The suave superspy Johnny English (Atkinson) is happily retired as an instructor at a snooty boarding school, teaching his charges spycraft and military techniques when he is summoned back into service. It seems that a hacker has “outed” all of Britain’s spies, and is playing havoc with the traffic signals and banking system. The testy Prime Minister (Thompson) is getting ready to host the G-12 summit and she doesn’t want Great Britain humiliated. English, an analogue man in a digital world, seems to be the perfect choice to crack the case.

With the aid of a beautiful Russian spy (former Bond girl Kurylenko) and a trusty sidekick (Miller), English chases after Silicon Valley tycoon Jason Volta (Lacy) in a vintage Aston-Martin but does he still have the stuff to save England once again?

If you liked Johnny English and Johnny English Reborn you will probably like this as well – it’s more in the same vein, although the fart jokes of the latter have given way to Atkinson dropping his drawers with dreary repetition. I suppose that’s a step up.

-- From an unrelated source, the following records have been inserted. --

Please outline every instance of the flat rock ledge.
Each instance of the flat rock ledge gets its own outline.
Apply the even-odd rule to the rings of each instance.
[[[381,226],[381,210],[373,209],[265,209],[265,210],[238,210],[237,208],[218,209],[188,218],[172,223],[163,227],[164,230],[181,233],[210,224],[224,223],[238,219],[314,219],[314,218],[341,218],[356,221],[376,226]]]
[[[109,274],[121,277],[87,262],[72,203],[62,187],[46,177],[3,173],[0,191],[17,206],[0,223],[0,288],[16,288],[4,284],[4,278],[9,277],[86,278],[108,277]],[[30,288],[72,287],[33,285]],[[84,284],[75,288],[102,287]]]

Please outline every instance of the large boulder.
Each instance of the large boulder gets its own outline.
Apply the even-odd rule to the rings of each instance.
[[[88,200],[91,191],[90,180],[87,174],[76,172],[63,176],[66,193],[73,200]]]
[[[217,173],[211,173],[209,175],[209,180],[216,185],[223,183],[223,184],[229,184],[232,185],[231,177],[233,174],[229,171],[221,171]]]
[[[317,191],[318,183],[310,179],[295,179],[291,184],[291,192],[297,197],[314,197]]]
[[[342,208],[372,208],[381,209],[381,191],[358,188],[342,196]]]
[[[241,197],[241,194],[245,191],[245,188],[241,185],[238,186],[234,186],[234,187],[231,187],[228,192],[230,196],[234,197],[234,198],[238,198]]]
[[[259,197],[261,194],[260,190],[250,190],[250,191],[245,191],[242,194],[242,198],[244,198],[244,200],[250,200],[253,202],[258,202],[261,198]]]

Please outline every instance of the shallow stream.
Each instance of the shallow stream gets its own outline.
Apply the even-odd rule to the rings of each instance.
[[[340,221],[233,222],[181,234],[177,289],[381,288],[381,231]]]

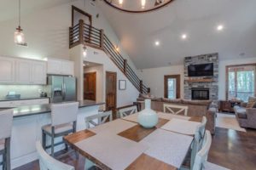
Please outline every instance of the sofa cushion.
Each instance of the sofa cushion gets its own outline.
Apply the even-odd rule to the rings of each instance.
[[[172,104],[181,104],[182,99],[170,99],[168,98],[161,98],[161,101],[166,103],[172,103]]]
[[[249,97],[247,108],[253,108],[255,102],[256,97]]]
[[[190,99],[182,99],[182,103],[184,105],[207,105],[207,107],[212,103],[212,100],[190,100]]]
[[[247,111],[245,108],[239,108],[236,110],[236,115],[238,116],[238,118],[241,119],[247,119]]]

Atkinson remains a gifted physical comedian but the character doesn’t differ much from faux spies we’ve seen in other spoofs. He has Clouseau-like misplaced arrogance, Maxwell Smart-like dignity and Austin Powers-like indominable resilience. There are tons of Bond references here but let’s face it, Bond did his own self-parody years ago and much better than this franchise.

Fans of Rowan Atkinson will dig this but probably not many else and even they may grouse that he was much better in Blackadder which he was. Then again, the writing in that series was so much better than the lowbrow tripe we get here. Perhaps this would have been better titled Johnny English Wears Out His Welcome.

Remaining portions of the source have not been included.